Изменить стиль страницы

32

К исходу следующих после похорон суток шторм не утих, но стал заметно ровнее, устойчивее. Видимо, сказывалась близость Новой Земли, которая преграждала ему дорогу из центральных районов Арктики, ослабляла и обессиливала.

«Кузбасс» по-прежнему шел во льдах, однако лишь в двух-трех милях от кромки их, и с правого борта, в просветах — окнах ненастной мглы, то и дело теперь просматривалось чистое, свободное от ледяного покрова море. Там разгульный ветер гонял табуны одичавших волн, ерошил и дыбил горбатые их загривки, хлестал по спинам кнутами шквалов — безжалостный вечный погонщик. И небо обрушивалось на мостик уже не снегом, а колким секущим дождем, холодной, как изморозь, моросью, густой водяной пылью, мешавшей дышать.

Моряки поглядывали на юг с надеждой и тревогой одновременно: открытый простор океана предвещал скорый и желанный поворот к родным берегам и в то же время таил в себе новые опасности и угрозы. Рейс приближался к концу, но остаток пути требовал повышенной бдительности, осторожности, новой выдержки и нового мужества: с выходом изо льдов кончалась, возможно, передышка в боях.

Наиболее нетерпеливые часто забегали в штурманскую рубку, смотрели на карту: где «Кузбасс», когда повернет на юг? И Лухманов приказал такую же карту — с отмеченным пройденным путем и предполагаемым местом судна — вывесить в жилом коридоре.

Радисты настойчиво прощупывали эфир, пытаясь выяснить обстановку в Баренцевом море. Но эфир был наполнен таинственными цифрами и знаками шифров, треском естественных и нарочитых помех. Частоты же, на которых раньше работали рации конвоя, мертво молчали: транспорты либо погибли, либо затаили дыхание.

Лухманов полагал разумным проследовать льдами до следующего утра и только затем повернуть к югу, выйти на чистую воду. Перед тем — проверить оружие, снова установить на судне боевую готовность номер один: не исключено, что немецкие лодки рыщут вдоль кромки льдов, именно здесь подкарауливая транспорты. Правда, в такую погоду их атаки вряд ли возможны, но чем черт не шутит… Своими раздумьями пока ни с кем не делился: не хотел раньше срока накалять нервозное ожидание экипажа. После ужина свободным от вахты приказал отдыхать.

Он решил, что и сам в эту ночь, ненастную и глухую, сможет поспать, чтобы бодрствовать после до самого Мурманска или же горла Белого моря, если условия вынудят идти под разгрузку в Архангельск. Но вскоре сигнальщики обнаружили шлюпку, и Лухманов изменил курс теплохода, чтобы подойти к ней.

Шлюпка, вмерзшая в лед, оказалась безлюдной. Запорошенные снегом, в ней разбросаны были только остатки вещей. Быть может, они скрывали разгадку чьей-то судьбы? Не подобрать их, не осмотреть моряцкая совесть не позволяла.

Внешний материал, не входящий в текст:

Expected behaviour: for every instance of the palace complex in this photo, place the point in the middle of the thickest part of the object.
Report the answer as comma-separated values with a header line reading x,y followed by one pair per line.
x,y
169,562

Один из матросов, обвязавшись шкертом, спустился на лед. Прощупывая путь впереди багорчиком, пробуя каждый шаг, сторожко и пугливо, точно боялся первым коснуться тайны, стал подбираться к шлюпке. Ветер на льду свирепствовал злей, чем на судне, и матрос приседал, чтоб устоять на ногах, наклонял голову, пробиваясь сквозь поземистые порывы. Часто оглядывался на моряков, сгрудившихся у борта, державших в руках бухту шкерта и страховавших товарища. Что ж, понять матроса было не трудно: он вышел в штормящую Арктику, сейчас находился с ней один на один, и отсутствие прочной палубы под ногами, должно быть, страшило его.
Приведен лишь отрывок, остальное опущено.